Einem gestern vorge­leg­ten Vorschlag der EU-Kommis­sion zufolge soll die HTA-Bewer­tung von Arznei­mit­teln und Medizin­pro­duk­ten künftig auf EU-Ebene erfol­gen. HTA (Health Techno­logy Assess­ment) bezeich­net den Prozess, durch welchen medizi­ni­sche Verfah­ren und Techno­lo­gien hinsicht­lich Nutzen, Risiken und Kosten unter Berück­sich­ti­gung recht­li­cher, gesund­heit­li­cher und ethischer Aspekte bewer­tet werden. Laut dem Regelungs­vor­schlag sieht die EU-Kommis­sion vor, diesen Prozess zu zentra­li­sie­ren, sodass eine Gruppe von HTA-Exper­ten aus den Mitglied­staa­ten den Zusatz­nut­zen von Arznei­mit­teln und Medizin­pro­duk­ten bewer­tet. Aller­dings sollen ethische Fragen und die Preis­ge­stal­tung nach wie vor auf jeweils natio­na­ler Ebene erfol­gen, ledig­lich die Prüfung der Wirksam­keit und Sicher­heit von Arznei­mit­teln soll zentra­li­siert werden.

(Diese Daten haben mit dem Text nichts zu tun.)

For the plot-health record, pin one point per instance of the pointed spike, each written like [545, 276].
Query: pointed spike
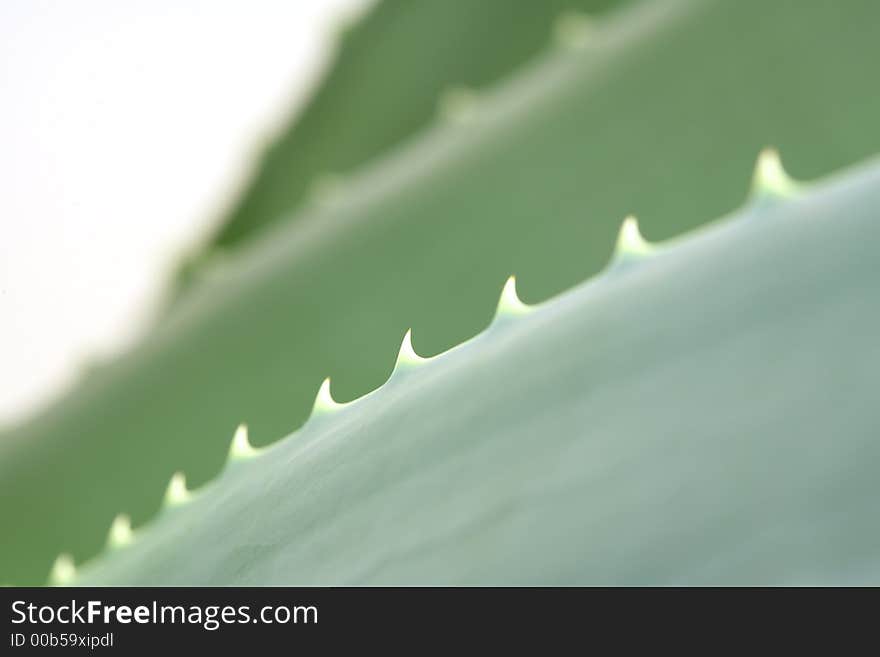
[458, 104]
[63, 571]
[509, 303]
[176, 493]
[120, 532]
[630, 246]
[241, 447]
[324, 402]
[770, 179]
[572, 30]
[407, 356]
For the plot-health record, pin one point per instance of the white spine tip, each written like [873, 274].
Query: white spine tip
[241, 447]
[407, 355]
[630, 243]
[63, 571]
[324, 401]
[770, 178]
[176, 493]
[510, 303]
[120, 532]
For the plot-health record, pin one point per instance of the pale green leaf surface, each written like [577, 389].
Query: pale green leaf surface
[705, 413]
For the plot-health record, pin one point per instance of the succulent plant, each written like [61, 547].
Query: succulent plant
[699, 412]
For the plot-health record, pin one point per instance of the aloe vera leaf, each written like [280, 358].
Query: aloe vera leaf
[703, 413]
[393, 73]
[533, 184]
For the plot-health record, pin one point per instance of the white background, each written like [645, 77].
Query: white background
[126, 127]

Ziel ist es unter anderem, den Zugang zu neuen und innova­ti­ven Arznei­mit­teln zu beschleu­ni­gen. Laut EU-Kommis­sion werde bei der bishe­ri­gen Vorge­hens­weise teilweise doppelte Arbeit geleis­tet, es entstün­den höhere Kosten als nötig und durch die verschie­de­nen Bewer­tungs­pro­zesse sei keine Trans­pa­renz für Patien­ten gegeben. Wird der Vorschlag reali­siert, so wären die Ergeb­nisse der EU-Bewer­tung bindend für alle Mitglied­staa­ten, eigene klini­sche Bewer­tun­gen dürften dann nicht mehr durch­ge­führt werden.

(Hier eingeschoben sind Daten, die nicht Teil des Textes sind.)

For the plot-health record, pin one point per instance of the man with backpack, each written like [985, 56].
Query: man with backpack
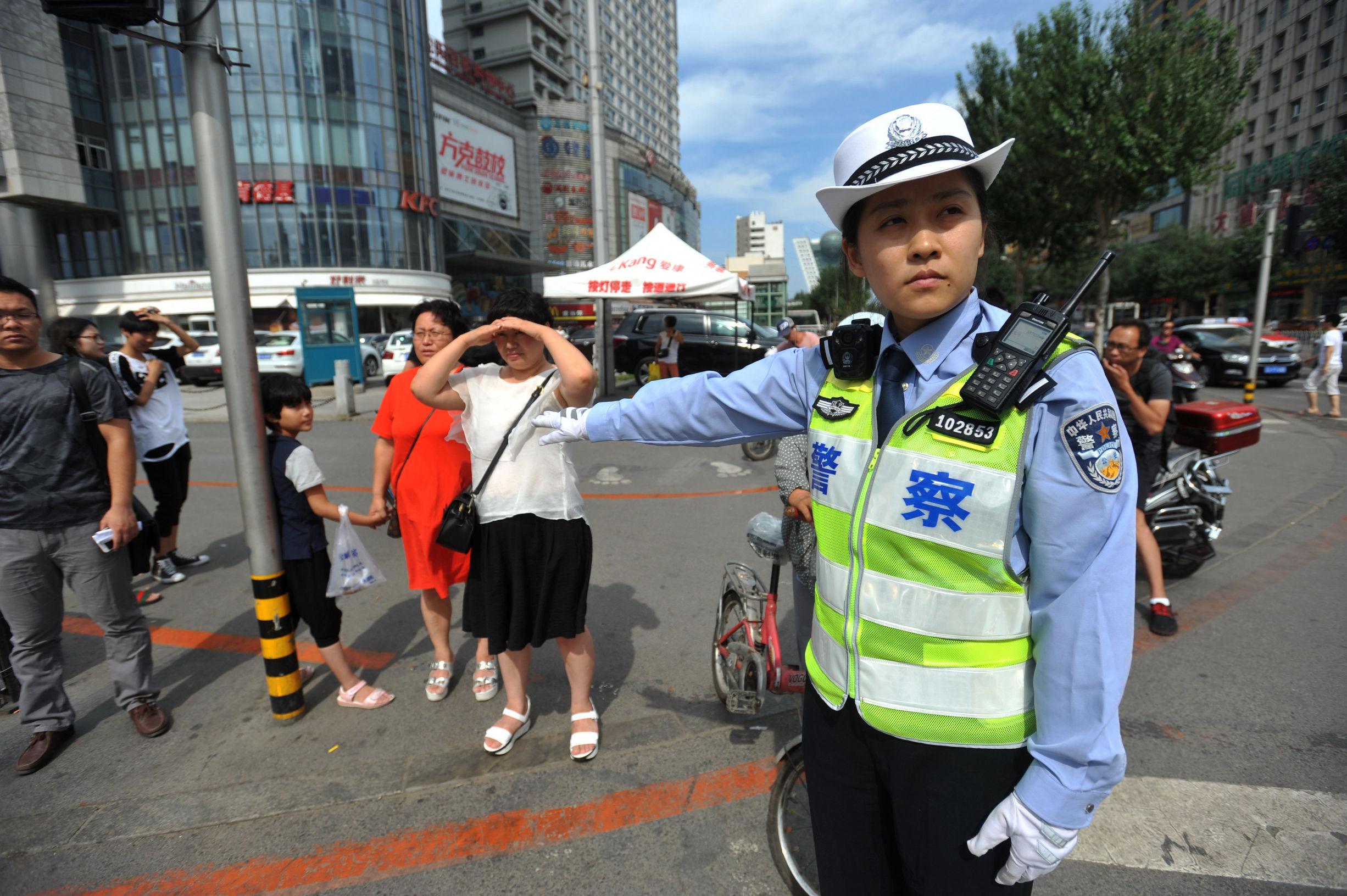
[1144, 390]
[55, 496]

GKV und G‑BA sehen Bewer­tungs­ni­veau gefähr­det

Der Regelungs­vor­schlag stieß aller­dings auf Kritik: Der GKV-Spitzen­ver­band sowie der Gemein­same Bundes­aus­schuss (G‑BA) sehen darin eine Gefähr­dung des hohen Niveaus, das man in Deutsch­land an die Bewer­tung neuer Arznei­mit­tel habe. „Zusam­men­ar­beit der EU-Mitglie­der bei der wissen­schaft­li­chen Bewer­tung von neuen Arznei­mit­teln ja, aber eine Absen­kung des Niveaus durch Verein­heit­li­chung auf einem niedri­ge­ren Standard nein“, sagte Johann-Magnus v. Stackel­berg, stell­ver­tre­ten­der Vorstands­vor­sit­zen­der des GKV-Spitzen­ver­ban­des.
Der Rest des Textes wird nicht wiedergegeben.